Nonlinear power dependence of the spectral properties of an optical parametric oscillator below threshold in the quantum regime

TL;DR

This paper investigates the nonlinear spectral properties of an optical parametric oscillator below threshold, revealing phenomena like frequency pulling and broadening that differ from traditional linear models, especially in high-rate photon generation regimes.

Contribution

It provides a detailed analysis of the nonlinear effects in cavity-assisted parametric down-conversion below threshold, highlighting deviations from linear approximations in the intermediate regime.

Findings

Frequency pulling observed in spectral properties

Broadening of temporal correlations in photon pairs

Significant differences from linear cavity models in high-rate regimes

Abstract

Photon pairs and heralded single photons, obtained from cavity-assisted parametric down-conversion (PDC), play an important role in quantum communications and technology.
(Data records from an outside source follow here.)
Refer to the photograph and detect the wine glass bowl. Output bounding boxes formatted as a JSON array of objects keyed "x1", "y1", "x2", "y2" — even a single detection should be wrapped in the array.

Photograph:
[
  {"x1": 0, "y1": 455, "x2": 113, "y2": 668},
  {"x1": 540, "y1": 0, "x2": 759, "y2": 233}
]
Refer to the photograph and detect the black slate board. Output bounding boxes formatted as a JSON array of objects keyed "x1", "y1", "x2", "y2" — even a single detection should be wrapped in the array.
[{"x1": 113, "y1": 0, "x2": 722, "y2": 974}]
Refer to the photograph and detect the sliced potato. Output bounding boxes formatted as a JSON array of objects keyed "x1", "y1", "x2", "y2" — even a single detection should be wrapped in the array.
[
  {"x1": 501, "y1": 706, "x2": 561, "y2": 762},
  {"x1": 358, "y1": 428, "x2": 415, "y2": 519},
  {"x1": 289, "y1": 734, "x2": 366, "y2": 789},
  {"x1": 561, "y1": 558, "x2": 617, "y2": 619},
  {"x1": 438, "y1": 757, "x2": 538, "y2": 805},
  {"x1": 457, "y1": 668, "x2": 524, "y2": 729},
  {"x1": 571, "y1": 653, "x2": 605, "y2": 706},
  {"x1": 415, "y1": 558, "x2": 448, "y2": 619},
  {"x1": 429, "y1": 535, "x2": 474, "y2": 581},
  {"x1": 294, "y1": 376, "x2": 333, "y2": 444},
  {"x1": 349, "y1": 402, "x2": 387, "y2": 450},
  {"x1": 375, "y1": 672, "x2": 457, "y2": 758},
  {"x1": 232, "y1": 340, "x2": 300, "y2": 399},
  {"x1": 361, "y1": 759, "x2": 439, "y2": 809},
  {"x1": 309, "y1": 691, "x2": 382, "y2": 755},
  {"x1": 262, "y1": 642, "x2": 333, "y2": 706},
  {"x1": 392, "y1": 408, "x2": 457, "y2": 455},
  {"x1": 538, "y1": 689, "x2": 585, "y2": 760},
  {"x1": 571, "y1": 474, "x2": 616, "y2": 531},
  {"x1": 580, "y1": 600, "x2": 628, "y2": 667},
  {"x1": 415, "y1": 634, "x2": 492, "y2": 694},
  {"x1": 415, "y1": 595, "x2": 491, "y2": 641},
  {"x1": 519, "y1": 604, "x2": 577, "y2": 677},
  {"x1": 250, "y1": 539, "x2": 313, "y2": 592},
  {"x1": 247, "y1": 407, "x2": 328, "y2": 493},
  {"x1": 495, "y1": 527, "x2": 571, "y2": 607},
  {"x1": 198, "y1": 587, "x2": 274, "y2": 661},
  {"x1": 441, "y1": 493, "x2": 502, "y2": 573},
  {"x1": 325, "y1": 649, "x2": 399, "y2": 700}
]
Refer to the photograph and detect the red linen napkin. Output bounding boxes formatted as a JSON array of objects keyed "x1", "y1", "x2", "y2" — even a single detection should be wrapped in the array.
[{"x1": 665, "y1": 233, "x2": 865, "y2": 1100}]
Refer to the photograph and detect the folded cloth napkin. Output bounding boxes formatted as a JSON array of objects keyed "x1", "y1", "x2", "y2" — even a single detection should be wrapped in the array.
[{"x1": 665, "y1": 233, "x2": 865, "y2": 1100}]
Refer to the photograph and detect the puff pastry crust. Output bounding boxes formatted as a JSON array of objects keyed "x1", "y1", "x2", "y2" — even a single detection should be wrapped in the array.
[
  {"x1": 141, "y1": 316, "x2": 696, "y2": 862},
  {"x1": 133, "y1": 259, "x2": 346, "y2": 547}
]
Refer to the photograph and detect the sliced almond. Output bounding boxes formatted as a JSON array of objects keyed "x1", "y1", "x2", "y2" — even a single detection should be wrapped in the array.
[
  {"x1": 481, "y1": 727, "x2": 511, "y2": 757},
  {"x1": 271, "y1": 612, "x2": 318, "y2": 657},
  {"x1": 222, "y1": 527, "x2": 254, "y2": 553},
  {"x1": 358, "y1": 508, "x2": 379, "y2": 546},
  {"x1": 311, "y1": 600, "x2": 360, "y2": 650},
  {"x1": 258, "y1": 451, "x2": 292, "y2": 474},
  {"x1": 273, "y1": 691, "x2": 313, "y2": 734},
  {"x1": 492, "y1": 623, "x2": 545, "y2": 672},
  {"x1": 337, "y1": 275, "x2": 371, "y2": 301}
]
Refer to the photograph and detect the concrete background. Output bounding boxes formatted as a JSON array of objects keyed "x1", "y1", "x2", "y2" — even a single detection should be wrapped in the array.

This motivated a thorough study of the spectral and temporal properties of parametric light, both above the Optical Parametric Oscillator (OPO) threshold, where the semiclassical approach is justified, and deeply below it, where the linear cavity approximation is applicable. The pursuit of a higher two-photon emission rate leads into an interesting intermediate regime where the OPO still operates considerably below the threshold but the nonlinear cavity phenomena cannot be neglected anymore. Here, we investigate this intermediate regime and show that the spectral and temporal properties of the photon pairs, as well as their emission rate, may significantly differ from the widely accepted linear model. The observed phenomena include frequency pulling and broadening in the temporal correlation for the down-converted optical fields. These factors need to be taken into account when devising practical applications of the high-rate cavity-assisted SPDC sources.